“To do what? Play billiards?”
“I mean leave Halford Hall.”
“In this snow? I wonder if the Hulls will even get here tonight.”
“I meant leave for good. I’m just making everyone uncomfortable.”
Diana paused in arranging her paints, her dark brows drawn together in concentration.
“But you are the heir. The rest of us should leave. Your father has spoken of buying a house for Lucy and Harry in the village. Certainly Mother and I have no real right to impose. We should set up our own house.”
“Wonderful. Then my parents and I would rattle around in this mausoleum like acorns in an attic. No, I’m the one who doesn’t belong. What a time for the war to be drawing to a close. I’m no good in the cavalry now anyway but I might be able to get a political appointment. The occupation could last a year. Paris for a year, then who knows where else I’d be posted.” He stared out the steamed glass toward a future as indistinct as the white blur outside.
Diana glared at him and shook her head. “What a lovely prospect, posted from one ague-ridden country to another. Unless you want to stand the whole time help me move this bench in front of the orange tree. The light is perfect.”
“But I don’t want a portrait of me hanging about. I don’t even want to be hanging about in person.”
“Feeling a little lost without your favorite occupation? Well, get used to it.”
“I am hardly an object of beauty now?”
She stood up and propped her hands on her hips. “So that’s it. Vanity? Don’t underrate yourself. That eye patch makes you looked mysteriously dashing and a manly scar is no impediment.”
“To what?”
She was going to say marriage but changed her mind. “To a normal life. You’re not as badly off as some of these fellows who have lost an arm or leg.” She started dragging the bench herself and he bent to help her, coming within the range of her perfume which reminded him of the mock orange bush in summer.
He shook his head and seated himself on the bench. “You were never any good at offering consolation.”
“I never had the chance. One day Harry was being measured for his uniform and you were engaged to my sister. The next morning you were gone and Harry was in the dumps. You never even said goodbye.” She started mixing her paints and the scent of linseed oil overrode the lighter odor of oranges. No matter how alluring Diana seemed, he must remember she was all business and no doubt regarded him as an older brother.
“If you recall I was closeted with my father for several hours the previous night. I convinced him that I was the one who was army mad, that I wanted to go in Harry’s place.”
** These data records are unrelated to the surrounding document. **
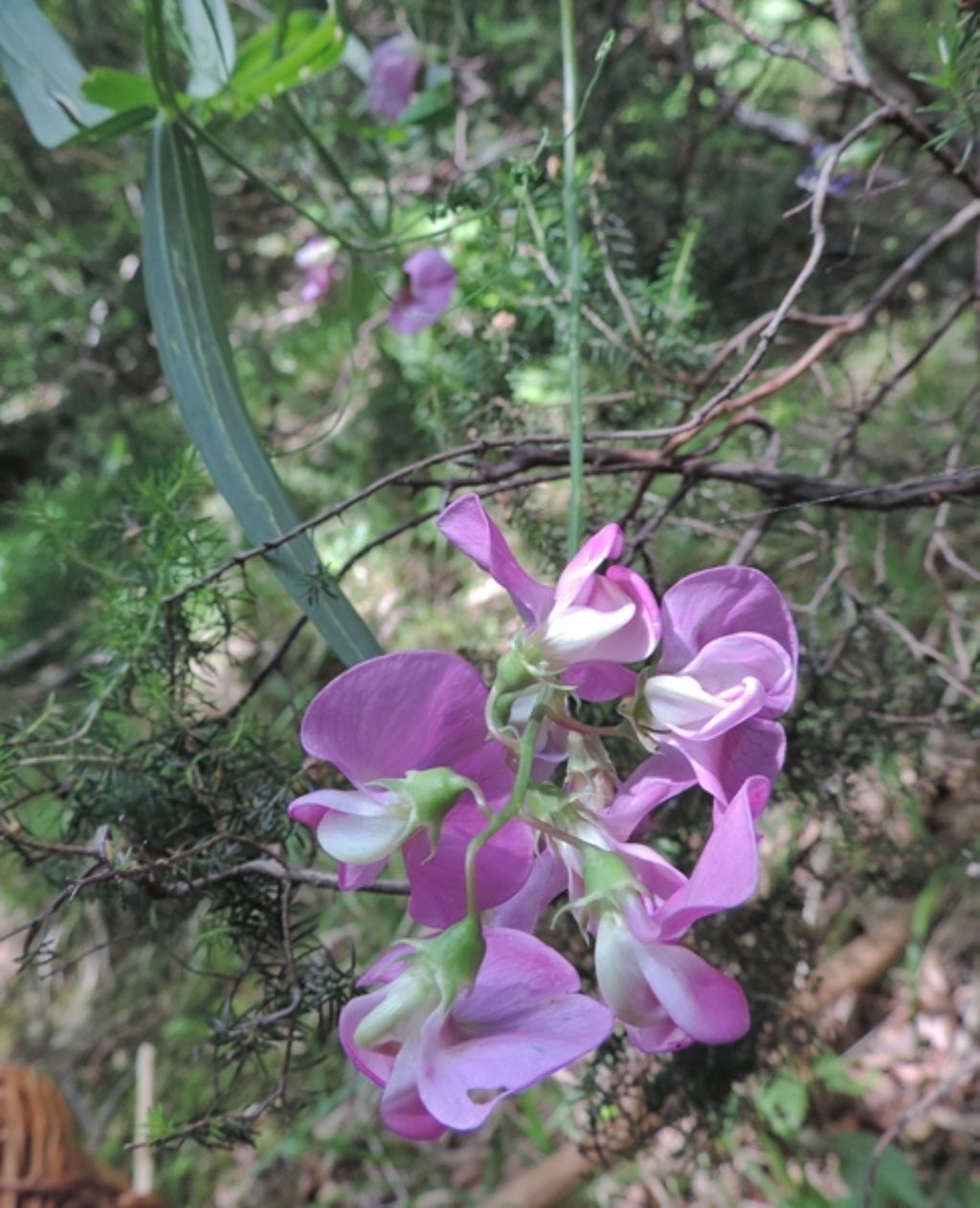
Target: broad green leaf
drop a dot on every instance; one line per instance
(116, 124)
(276, 60)
(44, 75)
(182, 278)
(118, 90)
(211, 47)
“And not word one did we ever get out of Lord Halford, though he must have told your mother, for she did not seem at all surprised by your defection.”
“Defection? I’ll have you know I did good work on Wellington’s staff.”
She sighed. “Now I have offended you and we had promised not to fight. Why can’t you just take up again the life you left?” She slid a light green and yellow oil wash over the canvas, hinting at more sun than actually existed this time of year.
“But this isn’t what was supposed to happen.”
Diana hesitated with her brush in the air and stared into that one intense blue eye. “What do you mean?”
“I was supposed to die in Spain and Harry was to supplant me.”
She gaped at him a full minute until the import fully dawned on her. “Are you out of your mind? No one expected that sacrifice of you, least of all Harry. If I mistake not, he has been living in the gravest fear that he would have to step into his father’s shoes.”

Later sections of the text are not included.